Picture a supranational potentate of the American Hemispheric Union headquartered in Guadalajara and an American president pleading on bended knee to this grand Poobah for the right of the U.S. to say how many people and of what qualifications can immigrate to our shores yearly.
If what you imagine is Mr. Trump’s immigration appeals to a Congress not wearing its hearing aids, you really are paying attention.
On sovereignty, Mr. Cameron wrote that he wants to “end Britain’s obligation to work towards an ever-closer union” with Brussels.
“We also need,” Mr. Cameron pleads, “tougher and longer re-entry bans for fraudsters and people who collude in sham marriages.” He laments that “it is easier for an EU citizen to bring a non-EU spouse to Britain than it is for a British citizen to do the same.

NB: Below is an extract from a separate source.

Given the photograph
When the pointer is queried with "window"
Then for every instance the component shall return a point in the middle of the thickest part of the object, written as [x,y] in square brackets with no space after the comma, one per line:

Much of the globalist Mr. Cameron’s statements on immigration and sovereignty are surprisingly persuasive nationalist arguments. If that makes you long all the more to join Nigel Farage and Boris Johnson for some libations and nationalism tonight — and reminds you of Mr. Trump’s proposed immigration redo — you get an “A” for attentiveness and a lifetime exclusion from the EU and the American Hemispheric Union, should one ever be proposed.
It will be. The U.S. is awash in globalists.